Ne olursa olsun, silahın devreden çıkması “hayırlı”dır. 1984’teki Turgut Özal’dan bugün Erdoğan’a kadar bütün başbakanlar, cumhurbaşkanları, sorumlu siyasiler ve kahraman Mehmetçik teröre geçit vermediler. Şehitleri rahmetle anıyorum.
Şu da bir gerçektir, öncülüğü Devlet Bahçeli almasa bu süreç kolay başlatılamazdı. Öcalan’ın örgüt üzerindeki sınırsız gücü olmasaydı bu noktaya gelinemezdi.
BUNDAN SONRASI
Önümüzdeki dönemde kanuni ve anayasal düzenlemeler yapılacak. Bunların ne olduğunu bilmiyoruz.
Erdoğan’ın tekrar aday olmak ve kazanmak hırsını dikkate aldığımda, bunların bir kısmının seçim sonrasına planlandığını düşünüyorum. Bir yönüyle DEM tabanından oy almak, öbür yönüyle milliyetçi oyları kaybetmemek için…
Bazı sembolik adımlar atılmaya başlandı zaten… Danıştay’ın “Barış Akademisyenleri” hakkındaki göreve iade kararı gibi… Ahmet Türk’ün Süleymaniye’ye gitmesindeki hukuki engelin derhal kaldırılması gibi…
Sonbaharda Meclis açıldığında “geniş kapsamlı”, yani terör suçlarını da kapsayan bir infaz kanunu çıkarılacağı da açıklandı.
Göreceksiniz, Selahattin Demirtaş ve Figen Yüksekdağ tahliye edilecektir
Aslında AİHM kararları gecikmeksizin ve ayrımsız uygulanmalı, Türkiye’nin son yıllarda hayli bozulmuş olan AİHM sicili iyileştirilmelidir. Zira önümüzdeki zor siyasi dönemde demokrasi kavramı stratejik bir rol oynayacaktır.
KÜRT HAREKETİ
Olaya sadece devletin atacağı adımlar açısından bakmak yanlıştır. Öcalan liderliğindeki “demir disiplinli” Kürt siyasi hareketinin silah bıraktıktan sonra nasıl hareket edeceği fevkalade önemli, hatta belirleyicidir.
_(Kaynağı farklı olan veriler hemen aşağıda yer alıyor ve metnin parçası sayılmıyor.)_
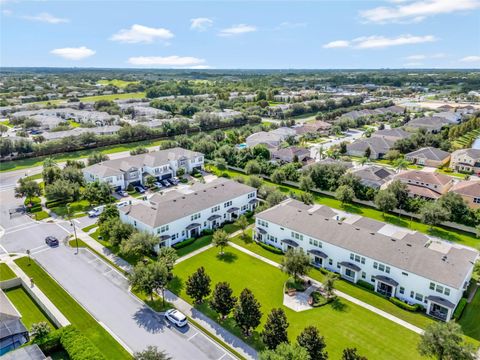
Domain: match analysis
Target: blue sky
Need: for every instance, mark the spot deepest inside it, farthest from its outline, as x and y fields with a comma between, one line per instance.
x=241, y=34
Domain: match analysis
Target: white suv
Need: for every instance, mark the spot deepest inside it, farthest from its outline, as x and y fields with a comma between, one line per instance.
x=176, y=317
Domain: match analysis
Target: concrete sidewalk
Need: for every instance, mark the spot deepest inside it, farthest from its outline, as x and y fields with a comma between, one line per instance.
x=339, y=293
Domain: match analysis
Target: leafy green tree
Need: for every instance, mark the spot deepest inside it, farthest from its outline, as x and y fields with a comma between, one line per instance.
x=433, y=213
x=286, y=351
x=247, y=312
x=198, y=285
x=313, y=342
x=220, y=239
x=151, y=353
x=242, y=223
x=351, y=354
x=149, y=278
x=295, y=263
x=344, y=194
x=139, y=244
x=444, y=341
x=40, y=330
x=385, y=201
x=275, y=330
x=223, y=300
x=96, y=157
x=27, y=189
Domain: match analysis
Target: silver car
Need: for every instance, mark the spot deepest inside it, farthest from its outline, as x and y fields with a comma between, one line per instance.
x=176, y=317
Şu bir gerçektir ki, Kürtler uzun asırlardaki dar, yerel, feodal aşiret yapılarından çıkarak bir kültürel uluslaşma sürecindeler. Ortak bir edebi dil, aydınlar sınıfı ve siyasi hareketleri var.
Bu sosyolojik aşama; bütün dünya tarihinde maksimalist duyguların kabardığı dönemlerdir.
Zamanımızda herkes için temel soru şudur: Duygular demokrasi içinde ve şiddeti reddeden, birlikte yaşama gereğine uygun bir dozda tutulabilecek mi?
Silahı devreden çıkarmak yetmez, fikirlerin, duyguların demokratikleşmesi zorunludur.
Oysa dimdik ayakta duran KCK’nın “demir disiplinli” yapısı ve modern demokrasiyi reddeden totaliter projesi beni kaygılandırıyor.
Dışişleri Bakanı Hakan Fidan, “Hayırlı Cuma” günü ne demişti?
"KCK, bütün bileşenleriyle ve unsurlarıyla ülkemiz, milletimiz ve coğrafyamız için tehdit olmaktan çıkana dek teyakkuzda kalmaya devam edeceğiz."
Cumhurbaşkanı Erdoğan Kızılcahamam konuşmasında pembe tablo çizse de bu “teyakkuz” zaruridir.
KCK NEDİR?
Öcalan’ın, PKK’nın ve DEM’in açıklamalarında silah bırakma teyid edilirken
“siyasi mücadeleyi büyütme" vurgusu yapılıyor. Silah bırakmış olmanın kazandıracağı prestijle siyasi mücadeleyi büyütecekler. İktidar bu gerçeği görmeli, demokrasimizin doğal dengesinin sarsmamalı, CHP’yi ezme siyasetini bırakmalıdır.
Sorun KCK’dır. KCK üst kuruluştur. PKK, KCK’nın silahlı koludur. 20 Mart 2005’te Öcalan imzasıyla, “Koma Ciwaken Kurdistan Sözleşmesi” adıyla kabul edildi. Kürdistan Demokratik Toplum Konfederalizmi diye ifade ediyorlar. Yeryüzündeki bütün Kürtleri kapsayan, devlet vatandaşlığından ayrı bir “KCK vatandaşlığı” ihdas eden, “KCK mahkemeleri” ile yargı erki olan, “halk savunma güçleri”nden bahseden bir örgüttür!
“Liberal demokrasiyi… Magna Carta demokrasisini” reddediyorlar, piyasa ekonomisi yerine de “komünal ekonomi” diye kolektivist ekonomi savunuluyor. Kaddafi’nin “cemahiriye”sine benzer bir sistemdir.
KCK’nın 11. Maddesine göre, “Önderlik en son karar merciidir.”
Önümüzdeki günlerde bu konuyu çokça yazmak gerekecek.
Soru şu: “Demokrasi, demokratik” deyince ne anlayacağız? Kuvvetler ayrılığına ve bireysel özgürlüklere dayalı, bilinen, Batı tipi demokrasi mi… Yoksa KCK’daki totaliter proje mi?
Bu konuya açıklık getirmesi gereken isim, Abdullah Öcalan’dır, çünkü sadece “başkan” değil, teorisyeni de odur.
Gündemde KCK’nın da kendini feshetmesi var mı?